Net income dropped to $193 million, or 19 cents a share. Excluding costs to consolidate its direct marketing company, Trilegiant, profit would have risen to $486 million, or 47 cents, more than analysts' estimates. Revenue rose 32 percent to $5.06 billion.
The lowest interest rates in 45 years helped fuel a 50 percent revenue increase at Cendant's real estate unit, which includes the ERA, Century 21 and Coldwell Banker brokerages. Cendant, under Chief Executive Henry Silverman, is involved in one in every four home sales, which are expected to climb to a record 6.94 million this year, according to the National Association of Realtors.
Cendant said it will earn as much as $1.41 this year. The company said in July profit would be as much as $1.39 a share. Demand for the company's travel businesses, which include franchising Howard Johnson and Days Inn hotels and the Galileo travel reservation company, are rising, helped by leisure travel, Silverman said in the statement.
Profit at Cendant's travel distribution unit, including the Cheaptickets.com Internet travel site, fell 8 percent.
Southwest Air's earnings soar
DALLAS >> Southwest Airlines Co., the largest low-fare carrier, said third-quarter profit rose 41 percent as it flew more passengers at higher fares.
Net income increased to $106 million, or 13 cents a share, from $75 million, or 9 cents, in the same period last year, the company said. Sales rose 12 percent to a record $1.55 billion from $1.39 billion. Southwest offered fewer reduced fares in the quarter as vacation travel increased. Flights by business passengers, who generally buy at the last minute and pay higher fares, also increased.
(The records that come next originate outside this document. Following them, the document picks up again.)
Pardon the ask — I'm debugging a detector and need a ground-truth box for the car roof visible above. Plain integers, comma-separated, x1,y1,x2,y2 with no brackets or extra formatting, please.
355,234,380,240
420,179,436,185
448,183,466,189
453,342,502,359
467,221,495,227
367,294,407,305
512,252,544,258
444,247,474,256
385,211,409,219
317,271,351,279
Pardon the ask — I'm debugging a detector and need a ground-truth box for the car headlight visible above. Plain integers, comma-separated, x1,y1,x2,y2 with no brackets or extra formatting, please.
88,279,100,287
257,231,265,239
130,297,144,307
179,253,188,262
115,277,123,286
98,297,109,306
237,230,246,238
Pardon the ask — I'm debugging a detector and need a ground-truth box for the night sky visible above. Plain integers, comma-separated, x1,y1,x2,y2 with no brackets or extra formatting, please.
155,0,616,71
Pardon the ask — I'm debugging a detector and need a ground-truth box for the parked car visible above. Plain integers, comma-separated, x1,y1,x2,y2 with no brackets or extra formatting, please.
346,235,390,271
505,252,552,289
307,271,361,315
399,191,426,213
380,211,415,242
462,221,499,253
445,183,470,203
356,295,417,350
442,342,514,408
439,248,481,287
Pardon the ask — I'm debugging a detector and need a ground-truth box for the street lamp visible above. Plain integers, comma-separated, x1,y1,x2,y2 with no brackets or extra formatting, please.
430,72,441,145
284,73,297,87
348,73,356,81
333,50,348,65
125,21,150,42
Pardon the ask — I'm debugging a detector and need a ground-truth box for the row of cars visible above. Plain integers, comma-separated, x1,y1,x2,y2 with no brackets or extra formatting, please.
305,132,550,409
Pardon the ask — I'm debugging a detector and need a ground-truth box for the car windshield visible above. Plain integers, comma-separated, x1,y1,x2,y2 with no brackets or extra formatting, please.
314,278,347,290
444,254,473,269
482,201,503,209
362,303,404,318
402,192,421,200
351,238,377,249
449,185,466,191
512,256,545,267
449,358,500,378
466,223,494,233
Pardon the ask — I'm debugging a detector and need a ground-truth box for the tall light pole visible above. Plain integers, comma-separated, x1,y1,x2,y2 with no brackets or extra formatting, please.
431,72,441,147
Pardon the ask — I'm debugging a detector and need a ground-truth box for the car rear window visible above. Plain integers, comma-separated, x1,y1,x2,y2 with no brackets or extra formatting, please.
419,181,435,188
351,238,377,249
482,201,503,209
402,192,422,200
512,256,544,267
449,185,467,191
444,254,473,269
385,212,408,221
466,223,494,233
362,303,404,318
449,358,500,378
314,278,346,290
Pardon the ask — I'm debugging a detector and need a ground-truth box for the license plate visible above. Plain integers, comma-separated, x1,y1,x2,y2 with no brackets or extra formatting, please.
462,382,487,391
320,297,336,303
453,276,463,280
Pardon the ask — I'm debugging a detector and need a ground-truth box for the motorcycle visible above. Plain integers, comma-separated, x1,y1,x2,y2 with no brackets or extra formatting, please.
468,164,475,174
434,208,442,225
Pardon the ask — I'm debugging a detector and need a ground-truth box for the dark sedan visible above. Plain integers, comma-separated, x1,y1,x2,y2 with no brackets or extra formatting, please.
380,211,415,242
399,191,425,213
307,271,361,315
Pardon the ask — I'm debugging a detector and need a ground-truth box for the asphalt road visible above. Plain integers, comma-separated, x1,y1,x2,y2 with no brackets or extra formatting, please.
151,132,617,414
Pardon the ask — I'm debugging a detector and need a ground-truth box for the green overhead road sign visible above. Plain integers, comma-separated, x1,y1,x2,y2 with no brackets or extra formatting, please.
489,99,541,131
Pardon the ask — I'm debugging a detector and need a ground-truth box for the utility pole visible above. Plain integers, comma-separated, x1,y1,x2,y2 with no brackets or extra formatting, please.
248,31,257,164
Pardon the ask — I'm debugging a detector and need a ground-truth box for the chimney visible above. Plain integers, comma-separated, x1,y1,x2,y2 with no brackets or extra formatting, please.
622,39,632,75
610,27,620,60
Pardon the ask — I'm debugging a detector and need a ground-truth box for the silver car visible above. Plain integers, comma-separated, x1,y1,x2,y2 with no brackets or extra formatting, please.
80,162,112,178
Sony may cut up to 20,000 jobs
TOKYO >> Japanese electronics and entertainment giant Sony Corp. plans to eliminate up to 20,000 jobs, or more than 12 percent of its work force, by March 2006 in a major restructuring, a Japanese newspaper reported yesterday.
The Nihon Keizai newspaper reported Sony would eliminate 15,000 to 20,000 jobs from its work force of 161,000. It also said Sony would halt domestic production of cathode-ray tubes for televisions at two plants by the end of 2004 to focus on flat-panel TVs.
A Sony spokeswoman, Mariko Yamabe, confirmed that the company is conducting a review of its worldwide operations, and expects to announce a major restructuring Oct. 28.
She refused to comment on the specifics of the newspaper report, but didn't deny that more jobs could be cut.
Federal deficit reaches record $374.2 billion
WASHINGTON >> The federal deficit soared to $374.2 billion in 2003, the White House said yesterday, a record total that more than doubled last year's red ink and looked like a prelude to even gloomier numbers.
Because the shortfall marked an improvement from a $455 billion projection the White House made in July, Bush administration officials cited it as evidence that their attempts to fortify the weak economy were working.
White House budget director Joshua Bolten said much the same but also conceded that worse fiscal numbers were on the horizon, estimating the gap for the new year "will likely exceed $500 billion even with the strengthening economy."
Juror's expectant wife delays Quattrone trial
NEW YORK >> The obstruction of justice trial of former star Silicon Valley investment banker Frank Quattrone was suspended until tomorrow because a juror's wife was close to delivering a baby.
The trial already was operating with 11 jurors, one short of the standard 12, because the mother of another juror had a heart attack on the first day of deliberations. Trial rules prohibit deliberations with just 10 jurors without consent of the lawyers in the case. U.S. District Judge Richard Owen sent jurors home today and told them their discussions could continue tomorrow at the earliest.
In other news ...
>> Morgan Stanley was sued by investors in a class action for improper sales practices involving its family of mutual funds between Oct. 1, 1999, and Dec. 31, 2002. The complaint said Morgan Stanley pushed its brokers to tout Morgan Stanley funds over others, misleading investors.